Judith, on the other hand, once remarked: ‘Writers don’t need an atmosphere of sympathy and “culture” to write, or I don’t; indeed, it can interfere with your work to have people interested enough to look over your shoulder.’ These letters show what a private matter writing poetry was for Judith: something apart from friendship and from the work of daylight hours. Her poems have a controlled rapture utterly different from the practical and affectionate tenor of her letters. Her poem ‘The Lost Man’, from her collection The Gateway (1953), could serve as an image of the motive and process of her writing, for it works like a map into some experience at once intimate and impersonal:

To reach the pool you must go by the black valley
among the crowding columns made of silence,
under the hanging clouds
of leaves and voiceless birds …

In a wonderful essay about this poem, Kevin Hart suggests that it draws on the true story of a man who survived a plane crash in the mountain range near Judith’s place (‘Darkness and Lostness: How to Read a Poem by Judith Wright’). In one of the letters in With Love and Fury, Judith says that she used Jungian imagery in the poem to ‘distance’ herself from experiences that she was having at that time.
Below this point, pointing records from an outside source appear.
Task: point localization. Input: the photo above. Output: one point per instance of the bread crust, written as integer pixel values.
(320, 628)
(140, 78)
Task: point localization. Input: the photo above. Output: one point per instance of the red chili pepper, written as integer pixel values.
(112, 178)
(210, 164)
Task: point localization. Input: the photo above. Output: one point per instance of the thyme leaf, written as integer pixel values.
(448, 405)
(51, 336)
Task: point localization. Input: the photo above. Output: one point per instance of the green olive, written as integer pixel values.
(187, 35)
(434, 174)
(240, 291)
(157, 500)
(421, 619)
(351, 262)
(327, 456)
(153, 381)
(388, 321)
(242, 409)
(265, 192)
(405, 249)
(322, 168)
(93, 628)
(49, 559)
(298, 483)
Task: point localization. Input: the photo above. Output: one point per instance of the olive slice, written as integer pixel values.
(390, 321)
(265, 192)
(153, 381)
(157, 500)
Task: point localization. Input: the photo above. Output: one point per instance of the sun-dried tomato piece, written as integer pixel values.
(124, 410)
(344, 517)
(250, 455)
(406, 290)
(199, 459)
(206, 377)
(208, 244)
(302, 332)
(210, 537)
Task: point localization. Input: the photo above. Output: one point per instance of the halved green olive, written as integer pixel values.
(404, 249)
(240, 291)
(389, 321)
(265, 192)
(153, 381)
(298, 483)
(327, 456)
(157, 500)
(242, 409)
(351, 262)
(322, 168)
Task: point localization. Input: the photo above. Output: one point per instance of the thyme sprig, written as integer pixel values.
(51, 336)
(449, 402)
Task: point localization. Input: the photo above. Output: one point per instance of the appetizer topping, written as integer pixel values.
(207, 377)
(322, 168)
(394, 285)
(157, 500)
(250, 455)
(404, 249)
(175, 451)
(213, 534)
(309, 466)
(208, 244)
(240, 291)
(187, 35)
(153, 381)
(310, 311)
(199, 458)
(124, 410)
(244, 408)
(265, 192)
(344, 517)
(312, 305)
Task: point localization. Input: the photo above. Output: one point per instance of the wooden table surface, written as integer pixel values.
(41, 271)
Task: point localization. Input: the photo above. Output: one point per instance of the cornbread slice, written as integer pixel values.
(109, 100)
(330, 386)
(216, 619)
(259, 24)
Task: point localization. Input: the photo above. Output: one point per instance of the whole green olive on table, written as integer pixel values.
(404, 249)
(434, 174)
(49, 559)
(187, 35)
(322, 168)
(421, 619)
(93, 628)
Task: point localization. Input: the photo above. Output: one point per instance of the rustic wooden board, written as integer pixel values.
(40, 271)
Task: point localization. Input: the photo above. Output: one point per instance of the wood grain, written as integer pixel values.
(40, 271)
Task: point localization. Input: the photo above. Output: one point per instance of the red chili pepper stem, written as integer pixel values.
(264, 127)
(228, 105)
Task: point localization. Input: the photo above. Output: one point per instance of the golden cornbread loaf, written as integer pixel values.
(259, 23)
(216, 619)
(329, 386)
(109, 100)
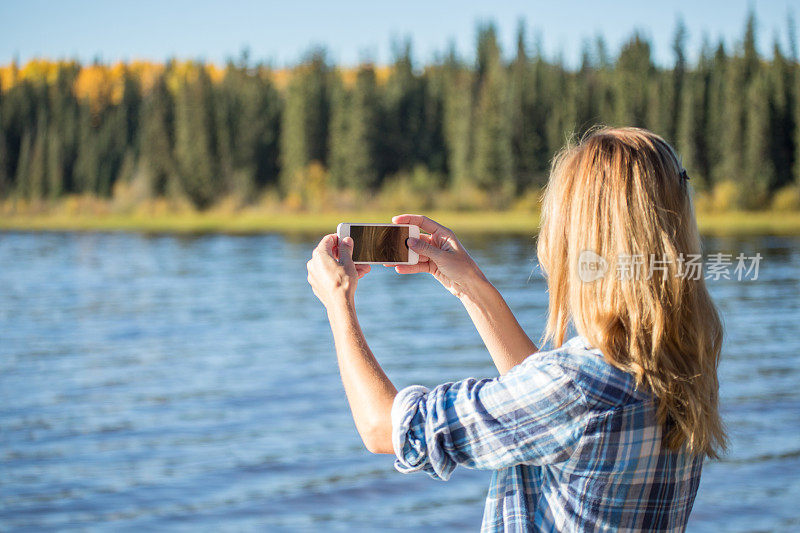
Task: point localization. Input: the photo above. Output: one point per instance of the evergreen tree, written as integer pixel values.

The poem itself, however, creates an imaginative world apart from its sources. ‘One has to have a foundation of fact,’ she wrote, ‘but the poem is something extremely different and much more universal, if it’s worth calling a poem.’ If poetry was a private matter for Judith, this did not mean her poems were confessional. The difference between the writing in her poems and the writing in her letters is not simply the difference between private and public writing. It is more like the difference between sacred and secular writing in some imaginary religion of words.

Barbara, on the other hand, drew on her letters to write her essays, often including letters whole. It is the great charm of Barbara’s essays: they are written like letters, to the point where you could say letter writing was her natural form. She thought of them as records of her own life: ‘These papers are the artefacts. Here is evidence of a life lived’ (Glass After Glass). If for Judith rapture was created in poetry, for Barbara it was remembered there. ‘I had supposed that I was a poet,’ she wrote. ‘My friend Judith Wright pointed out to me that I was not. I was a person to whom poems happened’ (Glass After Glass).

Certainly, her life was full of happenings. ‘Have I really lived through all this?’ she exclaimed. She shared her life with the most accomplished mythmakers of Australian history: Joy Hester and the Nolans, Cliff Pugh, the Boyds, the Percevals and Barry Humphries. Her letters are full of anecdotes about them. ‘See how the public myths are made,’ she wrote, ‘how they differ from the living myth that was the person in being.’ Barbara’s letters are full of anecdotes that keep the sense of her friends as ‘living myths’: she is always acute but never undermining. In these letters she does, however, dispute some of the public myths others created. She challenges Janine Burke’s account of Joy Hester, for instance, and the art critic John Pringle’s idea of how blindness affected her husband’s art.

The historical interest of these letters should, therefore, keep them in print; but they are appealing enough in themselves to make historical interest an incidental pleasure. There is, for a start, the illumination of the writing: Judith’s description of ‘the mushroom smells of wet grass’; Barbara’s description of ‘mozzarellas shaped like piglets’. More than that, these letters give the sense of whole lives kept and lost. In 1990 Barbara wrote to Judith:

Perhaps the phrase of yours that has stuck to me the most is that past the age of fifty the shadows are all on the other side of the hill … But also the further I proceed from that point the more beautiful it is to regard those otherway-falling shadows. Looking back on past letters, past passions, past preoccupations, is a way of doing that.

In that light, it is strangest of all, perhaps, to reflect that these two almost did not meet. With Love and Fury includes a letter that Judith wrote to Jack, debating whether or not to attend the Barjai at the beginning of it all: ‘I hate these Poets’ Gatherings, but in this case perhaps some good might come of it.’